The kids laugh with and at each other as the buzzers sound, lights glow green and red and answers fly. The best part is that these kids are not required to be here, in this den of trivia, everyone wants to play.

“One of the things I like most about coaching the team is that it is like a pure teaching activity,” says Scharff, who also teaches the theory of knowledge, anthropology, history and the relatively new comparative religions class — all part of the International Baccalaureate (IB) program, an internationally recognized advanced curricula available to highly motivated 11th and 12th grade students. “I say pure in the sense that I don't have to do any coercing like I do in say a required history class. I have kids coming to me saying ‘Please teach me. I want to learn to get better at this.’ That's a lot of fun as a teacher to have kids who are coming because they want to learn things.”

The students that attend and excel at practice are the ones who go on to play on the academic team. That's when Scharff exposes them to the intricacies of the competition.

“In 'It’s Academic' there is no penalty for buzzing in early because there is no bounce back. The other team doesn’t get a shot at it,” Scharff says, noting the differences from the popular televised quiz show that also features high school students. “In scholastic bowl you get a penalty and the whole question is repeated for the other team. You have to play differently. In 'It’s Academic' you have to buzz in as soon as you have a feeling that you know the answer. You have to take chances. In scholastic bowl they need to buzz in when they know it and as soon as they do. It's a slightly different degree of certainty that you need.”

For all of the team's successes and the glowing record, the team has not amassed much exposure.
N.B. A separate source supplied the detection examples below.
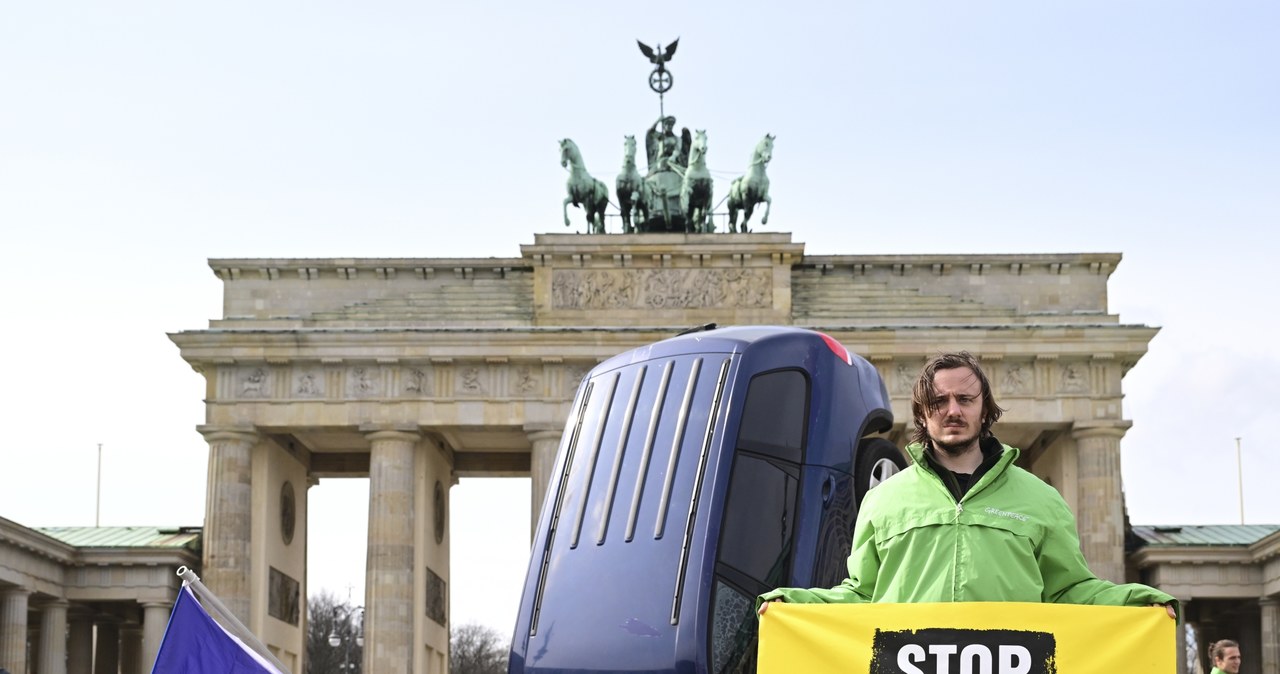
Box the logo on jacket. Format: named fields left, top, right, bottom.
left=869, top=628, right=1057, bottom=674
left=983, top=508, right=1030, bottom=522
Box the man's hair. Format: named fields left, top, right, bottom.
left=911, top=350, right=1005, bottom=445
left=1208, top=639, right=1240, bottom=662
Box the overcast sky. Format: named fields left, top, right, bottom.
left=0, top=0, right=1280, bottom=636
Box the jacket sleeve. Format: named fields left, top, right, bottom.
left=755, top=483, right=881, bottom=609
left=1037, top=487, right=1181, bottom=620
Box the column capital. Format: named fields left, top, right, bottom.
left=1071, top=419, right=1133, bottom=440
left=360, top=423, right=422, bottom=444
left=525, top=426, right=564, bottom=443
left=196, top=423, right=260, bottom=444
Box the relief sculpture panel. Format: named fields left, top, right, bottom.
left=552, top=269, right=773, bottom=310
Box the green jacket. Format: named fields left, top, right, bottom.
left=756, top=439, right=1176, bottom=616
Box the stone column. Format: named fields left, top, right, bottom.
left=93, top=620, right=120, bottom=674
left=1174, top=597, right=1190, bottom=674
left=0, top=587, right=31, bottom=674
left=120, top=624, right=142, bottom=674
left=200, top=427, right=259, bottom=624
left=36, top=600, right=70, bottom=674
left=1071, top=421, right=1129, bottom=583
left=526, top=428, right=563, bottom=533
left=362, top=431, right=422, bottom=674
left=1258, top=597, right=1280, bottom=671
left=67, top=611, right=93, bottom=674
left=142, top=601, right=173, bottom=671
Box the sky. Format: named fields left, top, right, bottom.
left=0, top=0, right=1280, bottom=642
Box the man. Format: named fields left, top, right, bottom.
left=756, top=352, right=1178, bottom=618
left=1208, top=639, right=1240, bottom=674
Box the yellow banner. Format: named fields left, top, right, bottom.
left=758, top=602, right=1176, bottom=674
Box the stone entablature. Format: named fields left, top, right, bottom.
left=174, top=233, right=1156, bottom=458
left=1129, top=532, right=1280, bottom=600
left=792, top=253, right=1120, bottom=324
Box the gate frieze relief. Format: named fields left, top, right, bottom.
left=552, top=269, right=773, bottom=311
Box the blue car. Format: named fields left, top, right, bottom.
left=508, top=326, right=905, bottom=674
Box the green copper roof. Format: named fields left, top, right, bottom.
left=1133, top=524, right=1280, bottom=545
left=33, top=527, right=201, bottom=547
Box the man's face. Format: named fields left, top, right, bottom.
left=1213, top=648, right=1240, bottom=674
left=924, top=367, right=982, bottom=455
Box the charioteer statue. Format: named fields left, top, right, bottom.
left=644, top=115, right=692, bottom=175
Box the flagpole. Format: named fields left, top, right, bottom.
left=178, top=567, right=289, bottom=674
left=1235, top=437, right=1244, bottom=524
left=93, top=443, right=102, bottom=527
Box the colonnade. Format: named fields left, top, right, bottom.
left=0, top=587, right=172, bottom=674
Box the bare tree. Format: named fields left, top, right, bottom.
left=307, top=591, right=365, bottom=674
left=449, top=623, right=511, bottom=674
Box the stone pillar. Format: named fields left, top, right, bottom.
left=142, top=601, right=173, bottom=671
left=1258, top=597, right=1280, bottom=671
left=36, top=600, right=70, bottom=674
left=120, top=624, right=142, bottom=674
left=1071, top=421, right=1129, bottom=583
left=93, top=620, right=120, bottom=674
left=200, top=427, right=259, bottom=624
left=0, top=587, right=31, bottom=674
left=1174, top=597, right=1190, bottom=674
left=526, top=428, right=563, bottom=533
left=67, top=611, right=93, bottom=674
left=362, top=431, right=422, bottom=674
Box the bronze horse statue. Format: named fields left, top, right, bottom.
left=561, top=138, right=609, bottom=234
left=616, top=136, right=649, bottom=234
left=677, top=129, right=716, bottom=233
left=728, top=133, right=774, bottom=234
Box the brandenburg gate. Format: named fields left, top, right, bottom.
left=170, top=233, right=1156, bottom=674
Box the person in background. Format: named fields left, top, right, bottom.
left=1208, top=639, right=1240, bottom=674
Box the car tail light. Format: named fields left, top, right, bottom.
left=818, top=333, right=854, bottom=364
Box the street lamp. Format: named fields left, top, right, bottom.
left=329, top=606, right=365, bottom=674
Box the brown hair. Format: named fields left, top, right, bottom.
left=1208, top=639, right=1240, bottom=664
left=911, top=350, right=1005, bottom=445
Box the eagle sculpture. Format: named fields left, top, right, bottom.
left=636, top=37, right=680, bottom=73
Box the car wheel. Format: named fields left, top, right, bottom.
left=855, top=437, right=906, bottom=505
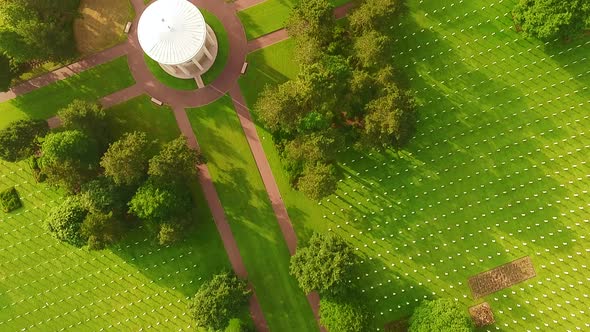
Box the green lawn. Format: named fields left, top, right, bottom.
left=188, top=96, right=317, bottom=332
left=238, top=0, right=349, bottom=40
left=0, top=97, right=230, bottom=331
left=241, top=0, right=590, bottom=331
left=0, top=56, right=135, bottom=128
left=143, top=54, right=197, bottom=90
left=200, top=9, right=229, bottom=85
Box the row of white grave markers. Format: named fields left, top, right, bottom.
left=0, top=165, right=198, bottom=330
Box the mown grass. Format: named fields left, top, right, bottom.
left=74, top=0, right=135, bottom=57
left=238, top=0, right=349, bottom=40
left=241, top=0, right=590, bottom=331
left=0, top=97, right=230, bottom=331
left=0, top=56, right=135, bottom=128
left=188, top=96, right=317, bottom=331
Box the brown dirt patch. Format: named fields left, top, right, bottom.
left=74, top=0, right=135, bottom=56
left=469, top=256, right=536, bottom=299
left=469, top=302, right=496, bottom=327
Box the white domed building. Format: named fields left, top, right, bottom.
left=137, top=0, right=218, bottom=81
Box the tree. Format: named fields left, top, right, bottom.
left=408, top=299, right=473, bottom=332
left=287, top=0, right=336, bottom=46
left=353, top=30, right=390, bottom=68
left=39, top=130, right=98, bottom=192
left=45, top=196, right=87, bottom=247
left=320, top=298, right=367, bottom=332
left=297, top=162, right=338, bottom=201
left=255, top=80, right=312, bottom=133
left=189, top=273, right=251, bottom=331
left=363, top=85, right=416, bottom=148
left=0, top=119, right=49, bottom=162
left=290, top=233, right=357, bottom=294
left=129, top=178, right=192, bottom=222
left=0, top=52, right=17, bottom=92
left=148, top=136, right=201, bottom=181
left=282, top=130, right=343, bottom=182
left=80, top=212, right=123, bottom=250
left=348, top=0, right=400, bottom=33
left=80, top=176, right=130, bottom=214
left=100, top=131, right=151, bottom=186
left=512, top=0, right=590, bottom=40
left=57, top=100, right=110, bottom=151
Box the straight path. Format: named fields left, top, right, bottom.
left=172, top=107, right=269, bottom=332
left=0, top=43, right=128, bottom=103
left=229, top=84, right=325, bottom=331
left=234, top=0, right=266, bottom=11
left=248, top=2, right=355, bottom=53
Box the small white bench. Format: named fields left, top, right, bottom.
left=151, top=97, right=164, bottom=106
left=125, top=22, right=131, bottom=33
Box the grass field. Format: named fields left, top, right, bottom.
left=188, top=96, right=317, bottom=332
left=238, top=0, right=349, bottom=40
left=74, top=0, right=135, bottom=57
left=0, top=56, right=135, bottom=128
left=241, top=0, right=590, bottom=331
left=0, top=97, right=230, bottom=331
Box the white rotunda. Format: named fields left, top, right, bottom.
left=137, top=0, right=218, bottom=80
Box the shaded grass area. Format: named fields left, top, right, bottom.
left=204, top=9, right=229, bottom=85
left=0, top=97, right=230, bottom=331
left=143, top=54, right=197, bottom=90
left=74, top=0, right=135, bottom=57
left=188, top=96, right=317, bottom=331
left=238, top=0, right=349, bottom=40
left=240, top=0, right=590, bottom=330
left=0, top=56, right=135, bottom=128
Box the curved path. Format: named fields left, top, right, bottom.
left=128, top=0, right=248, bottom=108
left=0, top=0, right=352, bottom=331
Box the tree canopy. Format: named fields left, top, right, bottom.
left=129, top=178, right=191, bottom=222
left=512, top=0, right=590, bottom=40
left=290, top=233, right=357, bottom=293
left=189, top=273, right=251, bottom=331
left=409, top=299, right=473, bottom=332
left=148, top=136, right=201, bottom=181
left=57, top=100, right=111, bottom=152
left=100, top=131, right=151, bottom=186
left=0, top=119, right=49, bottom=162
left=46, top=196, right=87, bottom=247
left=320, top=298, right=368, bottom=332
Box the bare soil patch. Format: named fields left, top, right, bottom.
left=469, top=256, right=536, bottom=299
left=74, top=0, right=134, bottom=57
left=469, top=302, right=496, bottom=327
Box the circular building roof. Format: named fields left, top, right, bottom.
left=137, top=0, right=207, bottom=65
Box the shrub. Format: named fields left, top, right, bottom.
left=46, top=196, right=87, bottom=247
left=290, top=233, right=357, bottom=293
left=320, top=298, right=367, bottom=332
left=0, top=119, right=49, bottom=162
left=408, top=299, right=473, bottom=332
left=0, top=187, right=22, bottom=213
left=189, top=273, right=251, bottom=330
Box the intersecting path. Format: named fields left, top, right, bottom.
left=0, top=0, right=352, bottom=331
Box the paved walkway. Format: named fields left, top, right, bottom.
left=6, top=0, right=360, bottom=331
left=234, top=0, right=266, bottom=11
left=172, top=107, right=269, bottom=332
left=248, top=2, right=355, bottom=53
left=0, top=44, right=128, bottom=102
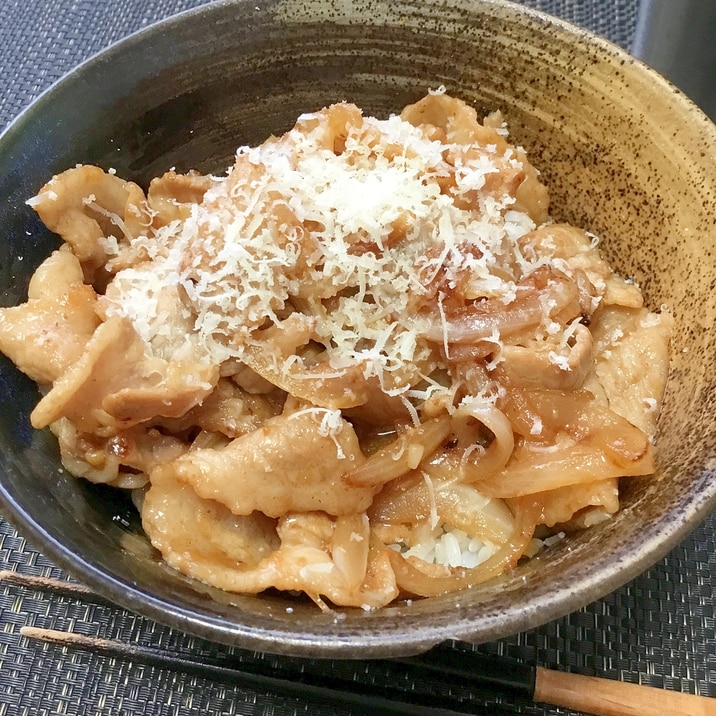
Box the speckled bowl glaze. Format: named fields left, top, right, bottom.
left=0, top=0, right=716, bottom=657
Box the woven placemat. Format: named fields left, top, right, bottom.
left=0, top=0, right=716, bottom=716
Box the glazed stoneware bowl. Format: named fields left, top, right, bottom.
left=0, top=0, right=716, bottom=657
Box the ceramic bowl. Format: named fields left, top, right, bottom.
left=0, top=0, right=716, bottom=657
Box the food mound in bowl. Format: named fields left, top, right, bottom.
left=0, top=90, right=672, bottom=609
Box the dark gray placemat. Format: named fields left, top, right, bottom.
left=0, top=0, right=716, bottom=716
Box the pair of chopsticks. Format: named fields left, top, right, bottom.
left=0, top=571, right=716, bottom=716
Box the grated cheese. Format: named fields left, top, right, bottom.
left=100, top=102, right=548, bottom=396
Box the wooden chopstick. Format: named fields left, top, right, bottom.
left=411, top=642, right=716, bottom=716
left=0, top=570, right=716, bottom=716
left=20, top=626, right=492, bottom=716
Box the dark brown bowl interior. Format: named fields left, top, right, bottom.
left=0, top=0, right=716, bottom=657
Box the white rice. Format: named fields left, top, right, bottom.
left=389, top=523, right=497, bottom=568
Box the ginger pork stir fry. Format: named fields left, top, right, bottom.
left=0, top=92, right=671, bottom=609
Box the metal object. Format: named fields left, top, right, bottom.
left=632, top=0, right=716, bottom=120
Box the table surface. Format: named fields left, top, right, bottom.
left=0, top=0, right=716, bottom=716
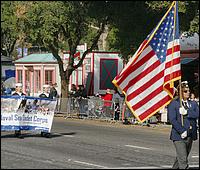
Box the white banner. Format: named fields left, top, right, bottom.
left=1, top=96, right=56, bottom=132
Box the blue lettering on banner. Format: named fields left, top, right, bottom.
left=14, top=114, right=32, bottom=121
left=1, top=115, right=13, bottom=121
left=33, top=116, right=48, bottom=123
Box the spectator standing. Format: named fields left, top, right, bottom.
left=74, top=85, right=88, bottom=116
left=112, top=88, right=122, bottom=120
left=39, top=84, right=51, bottom=138
left=49, top=83, right=58, bottom=99
left=101, top=89, right=113, bottom=116
left=69, top=84, right=77, bottom=110
left=168, top=81, right=199, bottom=169
left=39, top=84, right=49, bottom=98
left=12, top=83, right=26, bottom=139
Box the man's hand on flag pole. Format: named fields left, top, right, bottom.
left=179, top=107, right=187, bottom=116
left=181, top=131, right=187, bottom=139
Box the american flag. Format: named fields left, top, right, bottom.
left=113, top=1, right=181, bottom=122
Even within the school, information is only found on a link near the bottom of the athletics page — an accommodation Scharff says they only received after a parent's prodding.

“They have competed so well over the past few years that if they were a sports team there probably would have been a parade down Broad Street in their honor!” says Scharff.

Though absent a parade, they are certainly not lacking in trophies. However, sometimes they are not as prominently displayed as Scharff would like.

“When we win trophies and things they go to the main office for display. After we won our first state championship the trophy was gone from the display case and I saw it sitting on top of a file cabinet in a conference room,” he recalls. “I took it and ever since then after we display them in the main office for a while I display them in my classroom. My window sill has about a twenty-foot long ledge filled with trophies. One of these days they will get us a trophy case. I think our academic team deserves that. But right now my room serves as the trophy case.”

So what revelry do these champions partake in to celebrate their plentiful victories?

“I ended up having them to my house in the summer,” Scharff says. “We had a barbeque and trivia games. That was our celebration.

“We are trivia people. We share the enjoyment of it. They like trying to stump me with trivia questions. We have that in common, so it’s something we bond over, being trivia nerds,” explains Scharff.

The GMHS academic team’s next match is the Bull Run District Tournament at Clarke on Saturday, January 19.